Cody O'Connell (OG, Sr(R), Wash St.)
6-9", 370lbs

Opponent: USC

THE GOOD:  If his listed size doesn't make an impression on you, O'Connell's nickname is "the continent".  His nickname is fitting once you see him compared to the other players on the field.  He stands out among the giants as soon as you turn on the tape.  I was expecting too see a lumbering lineman running around the field but I was surprised to see him move well.  By no means is he flying around the field but he also is not stuck in cement.  O' Connell is also very consistent with his hand placement.  He is quick to engage defenders and will keep his hands centered to the chest area.

THE BAD:  O'Connell is a "catch and grab" type lineman.  He does not perform well when asked to power run block.  He is not going to be a lineman that will blow open a hole nor will he move piles.  Rather he will occupy his man enough so as to not affect the timing of the play.  He will also get off balance and fall off his block when trying to power block.

THE UGLY:  Despite being an intimidating figure on the field his play does not intimidate his opponents.  When you watch O'Connell in both pass and run blocking it is obvious that he has a severe lack of play strength.  In pass protection he is regularly driven back into the quarterback.  While run blocking his defender is able to maintain his ground and stay alive on the play.  When blocking man to man he lacks the explosion to drive his man out of the hole.  Even while blocking from angles, like in down blocks or pull blocks, he will get minimal push on the defender.  His lack of strength will also show up in his hand usage.  As I said, he is quick to get his hands engaged on the defender but he struggles to maintain grip on a defender.  His hands are easily knocked off by the defender in both run blocking and pass protection.
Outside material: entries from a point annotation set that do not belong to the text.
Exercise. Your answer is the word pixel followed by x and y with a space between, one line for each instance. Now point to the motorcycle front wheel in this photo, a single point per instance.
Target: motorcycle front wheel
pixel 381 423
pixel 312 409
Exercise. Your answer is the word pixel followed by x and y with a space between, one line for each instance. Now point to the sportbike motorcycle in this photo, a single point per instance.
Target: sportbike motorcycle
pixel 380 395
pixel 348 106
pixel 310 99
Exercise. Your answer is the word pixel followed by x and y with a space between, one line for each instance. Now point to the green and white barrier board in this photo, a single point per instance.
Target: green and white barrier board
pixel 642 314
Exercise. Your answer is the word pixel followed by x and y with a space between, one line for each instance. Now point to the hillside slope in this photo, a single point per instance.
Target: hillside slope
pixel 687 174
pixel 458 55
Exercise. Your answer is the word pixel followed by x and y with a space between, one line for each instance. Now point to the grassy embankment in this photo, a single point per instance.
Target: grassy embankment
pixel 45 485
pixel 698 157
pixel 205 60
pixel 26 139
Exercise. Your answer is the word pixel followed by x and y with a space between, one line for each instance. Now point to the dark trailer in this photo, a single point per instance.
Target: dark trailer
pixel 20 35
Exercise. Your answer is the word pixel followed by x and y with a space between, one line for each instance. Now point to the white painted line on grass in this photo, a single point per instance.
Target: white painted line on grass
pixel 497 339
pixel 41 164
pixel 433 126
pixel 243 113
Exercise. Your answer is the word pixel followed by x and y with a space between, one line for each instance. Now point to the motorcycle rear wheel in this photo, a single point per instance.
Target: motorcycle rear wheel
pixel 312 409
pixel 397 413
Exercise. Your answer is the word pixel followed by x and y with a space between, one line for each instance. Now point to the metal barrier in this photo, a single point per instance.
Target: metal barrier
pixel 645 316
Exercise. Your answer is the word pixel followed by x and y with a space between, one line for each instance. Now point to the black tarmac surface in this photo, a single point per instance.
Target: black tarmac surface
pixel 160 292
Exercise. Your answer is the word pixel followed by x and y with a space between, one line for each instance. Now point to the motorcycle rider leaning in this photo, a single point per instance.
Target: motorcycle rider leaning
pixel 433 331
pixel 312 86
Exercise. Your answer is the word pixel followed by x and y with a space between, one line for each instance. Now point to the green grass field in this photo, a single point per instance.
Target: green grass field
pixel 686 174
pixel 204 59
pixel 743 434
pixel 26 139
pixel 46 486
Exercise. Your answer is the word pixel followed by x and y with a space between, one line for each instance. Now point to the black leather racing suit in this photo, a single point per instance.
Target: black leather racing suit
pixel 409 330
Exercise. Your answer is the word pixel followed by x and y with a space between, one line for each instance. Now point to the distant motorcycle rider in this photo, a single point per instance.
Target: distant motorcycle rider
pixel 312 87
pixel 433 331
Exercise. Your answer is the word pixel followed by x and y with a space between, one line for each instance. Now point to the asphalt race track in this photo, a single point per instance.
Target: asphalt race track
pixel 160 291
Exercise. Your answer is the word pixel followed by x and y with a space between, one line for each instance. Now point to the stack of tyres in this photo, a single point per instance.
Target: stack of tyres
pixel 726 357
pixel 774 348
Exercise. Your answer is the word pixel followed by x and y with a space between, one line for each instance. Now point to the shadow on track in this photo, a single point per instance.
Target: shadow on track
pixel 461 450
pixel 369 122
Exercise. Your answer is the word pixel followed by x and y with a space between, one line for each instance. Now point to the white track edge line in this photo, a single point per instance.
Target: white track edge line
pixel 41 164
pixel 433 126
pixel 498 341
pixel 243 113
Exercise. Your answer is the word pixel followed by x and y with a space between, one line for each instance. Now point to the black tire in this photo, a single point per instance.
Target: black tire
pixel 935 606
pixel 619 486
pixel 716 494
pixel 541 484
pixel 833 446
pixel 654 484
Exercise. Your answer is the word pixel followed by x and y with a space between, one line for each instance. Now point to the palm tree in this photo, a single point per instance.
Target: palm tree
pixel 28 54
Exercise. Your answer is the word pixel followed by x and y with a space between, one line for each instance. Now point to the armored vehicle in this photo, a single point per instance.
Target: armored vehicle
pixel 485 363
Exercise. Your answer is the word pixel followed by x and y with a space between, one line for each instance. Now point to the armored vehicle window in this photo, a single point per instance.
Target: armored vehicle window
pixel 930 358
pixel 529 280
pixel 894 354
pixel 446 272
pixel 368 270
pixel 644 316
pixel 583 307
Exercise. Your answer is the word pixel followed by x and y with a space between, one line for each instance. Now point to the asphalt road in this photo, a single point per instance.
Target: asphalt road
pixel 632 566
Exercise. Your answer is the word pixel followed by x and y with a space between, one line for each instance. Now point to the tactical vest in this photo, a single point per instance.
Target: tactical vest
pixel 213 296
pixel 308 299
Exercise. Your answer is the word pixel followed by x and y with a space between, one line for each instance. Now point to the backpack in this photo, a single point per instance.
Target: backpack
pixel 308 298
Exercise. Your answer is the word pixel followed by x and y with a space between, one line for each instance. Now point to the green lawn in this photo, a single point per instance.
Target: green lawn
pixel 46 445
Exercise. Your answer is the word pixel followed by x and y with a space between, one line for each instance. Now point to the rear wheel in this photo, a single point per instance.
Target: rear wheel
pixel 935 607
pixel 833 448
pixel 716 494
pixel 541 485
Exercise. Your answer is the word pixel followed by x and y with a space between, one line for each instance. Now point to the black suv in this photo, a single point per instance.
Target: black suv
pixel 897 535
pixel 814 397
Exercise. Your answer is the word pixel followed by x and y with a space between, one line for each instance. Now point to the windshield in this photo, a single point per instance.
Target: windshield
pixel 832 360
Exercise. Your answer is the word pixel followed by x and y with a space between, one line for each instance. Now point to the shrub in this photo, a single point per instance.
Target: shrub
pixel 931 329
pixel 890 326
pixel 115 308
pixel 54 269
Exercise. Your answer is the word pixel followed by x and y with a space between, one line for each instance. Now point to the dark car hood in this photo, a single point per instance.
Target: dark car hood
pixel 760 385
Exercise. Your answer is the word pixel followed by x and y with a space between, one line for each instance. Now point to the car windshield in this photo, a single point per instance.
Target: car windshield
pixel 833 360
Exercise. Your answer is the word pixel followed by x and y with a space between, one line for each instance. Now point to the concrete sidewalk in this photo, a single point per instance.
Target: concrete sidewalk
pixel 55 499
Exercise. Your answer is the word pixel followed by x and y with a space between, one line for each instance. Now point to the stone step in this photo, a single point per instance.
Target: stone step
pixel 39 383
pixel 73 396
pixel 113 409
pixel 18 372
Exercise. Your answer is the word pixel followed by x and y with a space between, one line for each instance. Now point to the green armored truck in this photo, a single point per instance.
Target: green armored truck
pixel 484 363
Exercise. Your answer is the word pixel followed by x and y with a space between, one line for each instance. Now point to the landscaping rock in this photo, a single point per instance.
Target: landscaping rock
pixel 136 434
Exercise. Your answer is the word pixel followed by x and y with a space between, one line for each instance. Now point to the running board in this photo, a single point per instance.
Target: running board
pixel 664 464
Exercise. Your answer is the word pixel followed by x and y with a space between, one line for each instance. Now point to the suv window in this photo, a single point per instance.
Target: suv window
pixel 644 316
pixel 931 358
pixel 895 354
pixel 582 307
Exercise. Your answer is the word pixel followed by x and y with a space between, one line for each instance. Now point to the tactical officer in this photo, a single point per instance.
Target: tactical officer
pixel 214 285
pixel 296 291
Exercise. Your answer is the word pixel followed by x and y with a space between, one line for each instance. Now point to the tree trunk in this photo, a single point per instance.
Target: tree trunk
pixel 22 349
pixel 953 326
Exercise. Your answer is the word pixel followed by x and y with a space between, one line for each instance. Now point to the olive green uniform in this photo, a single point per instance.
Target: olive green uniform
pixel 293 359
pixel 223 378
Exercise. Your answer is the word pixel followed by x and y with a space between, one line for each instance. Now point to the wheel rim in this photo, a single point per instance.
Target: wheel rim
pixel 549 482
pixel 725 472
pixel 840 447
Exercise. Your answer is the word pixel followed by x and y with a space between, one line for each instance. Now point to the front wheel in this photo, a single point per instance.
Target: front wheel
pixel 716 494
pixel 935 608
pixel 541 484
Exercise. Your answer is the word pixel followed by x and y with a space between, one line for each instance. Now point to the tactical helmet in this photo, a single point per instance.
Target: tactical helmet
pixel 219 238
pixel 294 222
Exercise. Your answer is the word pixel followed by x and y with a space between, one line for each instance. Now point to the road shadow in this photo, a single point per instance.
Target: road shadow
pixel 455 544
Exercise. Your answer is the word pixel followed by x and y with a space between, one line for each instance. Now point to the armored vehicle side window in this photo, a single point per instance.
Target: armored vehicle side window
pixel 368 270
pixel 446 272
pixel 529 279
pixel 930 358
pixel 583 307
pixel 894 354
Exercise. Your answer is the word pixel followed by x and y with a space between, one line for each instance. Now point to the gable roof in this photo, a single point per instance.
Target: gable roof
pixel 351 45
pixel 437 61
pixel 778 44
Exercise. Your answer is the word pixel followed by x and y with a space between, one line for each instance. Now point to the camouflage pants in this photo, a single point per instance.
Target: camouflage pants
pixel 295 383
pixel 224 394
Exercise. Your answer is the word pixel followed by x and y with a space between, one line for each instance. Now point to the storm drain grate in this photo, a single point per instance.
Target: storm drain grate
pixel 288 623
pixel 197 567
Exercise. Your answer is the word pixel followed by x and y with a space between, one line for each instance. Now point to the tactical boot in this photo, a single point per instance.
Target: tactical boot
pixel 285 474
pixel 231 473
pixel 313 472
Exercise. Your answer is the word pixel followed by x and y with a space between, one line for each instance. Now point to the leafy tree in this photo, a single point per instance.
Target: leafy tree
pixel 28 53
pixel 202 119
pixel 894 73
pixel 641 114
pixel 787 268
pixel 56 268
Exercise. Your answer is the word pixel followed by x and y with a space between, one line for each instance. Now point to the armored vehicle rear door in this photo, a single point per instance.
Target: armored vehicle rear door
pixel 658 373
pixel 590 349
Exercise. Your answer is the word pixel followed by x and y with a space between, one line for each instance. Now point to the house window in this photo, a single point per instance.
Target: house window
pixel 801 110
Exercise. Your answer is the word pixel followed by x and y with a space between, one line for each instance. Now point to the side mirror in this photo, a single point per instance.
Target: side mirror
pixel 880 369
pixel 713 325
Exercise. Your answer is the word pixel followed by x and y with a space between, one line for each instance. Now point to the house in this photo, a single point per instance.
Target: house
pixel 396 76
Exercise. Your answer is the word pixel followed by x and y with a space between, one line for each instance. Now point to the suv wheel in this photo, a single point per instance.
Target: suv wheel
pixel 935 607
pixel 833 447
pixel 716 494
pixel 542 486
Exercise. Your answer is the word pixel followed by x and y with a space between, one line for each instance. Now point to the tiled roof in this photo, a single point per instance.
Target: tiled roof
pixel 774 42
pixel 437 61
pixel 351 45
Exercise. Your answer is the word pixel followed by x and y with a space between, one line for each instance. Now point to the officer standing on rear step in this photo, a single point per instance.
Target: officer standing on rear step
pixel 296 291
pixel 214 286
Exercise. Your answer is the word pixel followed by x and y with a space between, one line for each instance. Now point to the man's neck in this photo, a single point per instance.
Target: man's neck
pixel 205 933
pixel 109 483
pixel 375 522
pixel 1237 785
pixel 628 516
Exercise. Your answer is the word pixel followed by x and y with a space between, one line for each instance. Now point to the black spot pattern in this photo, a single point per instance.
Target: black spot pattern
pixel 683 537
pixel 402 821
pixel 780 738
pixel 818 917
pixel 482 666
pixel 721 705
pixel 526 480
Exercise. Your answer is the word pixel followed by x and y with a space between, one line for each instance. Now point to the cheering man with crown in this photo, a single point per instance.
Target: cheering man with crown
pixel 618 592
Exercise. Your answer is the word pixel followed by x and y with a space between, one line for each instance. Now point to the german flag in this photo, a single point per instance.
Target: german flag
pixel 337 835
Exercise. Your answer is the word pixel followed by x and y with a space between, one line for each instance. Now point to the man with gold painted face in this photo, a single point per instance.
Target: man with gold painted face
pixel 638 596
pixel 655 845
IN THE END: O'Connell's effectiveness is one dimensional and scheme limited.  This should undoubtedly hurt his draft stock.  His lack of play strength is going to be troublesome at the next level.  It is hard to imagine him being effective versus larger and stronger defenders in the NFL if defenders are barely budged when he engages them now.  He has some tools that can be built upon but he will be a project OG.  I expect him to be taken in the 5th or 6th round of the NFL draft.

Sunday, October 22, 2017

2018 NFL Draft: Prospect Spotlight

Isaiah Wynn
6-2, 302lbs
Games Evaluated: ND, Tenn, Vandy, Mizzou

  •       Exceptional run blocker
  •       Great footwork in pass and run blocking
  •       Possesses above average strength from hand grip to lower body
  •       Effectively uses powerful foot drive to move defenders
  •       Maintains balance while blocking
  •       Rarely falls off block
  •       Great body control
  •       Able to bend fluidly
  •       Leader on the field

  •       Kick slide lacks proper angle
  •       Hand placement needs improvement
  •       Does not use hands to punch defender
  •       Loses focus at times
  •       Inconsistent pad level
  •       Can be slow out of stance

The Bulldogs are enjoying a great season so far and have their eyes on playing for BCS glory in their home state.  They are literally running over their opponents behind their run game this year.  Of course, all great run games rely on the “big uglies” up front to open holes and the Bulldogs are no exception.  This unit is surprisingly anchored by the smallest man on the line, Isaiah Wynn.  Wynn is the most versatile lineman on the team and has been praised by his teammates in the past for be able to play all fives position on the line.  He has started in 33 of the 43 games he has appeared in.  This year is his first starting at left tackle after spending the last two seasons at left guard. 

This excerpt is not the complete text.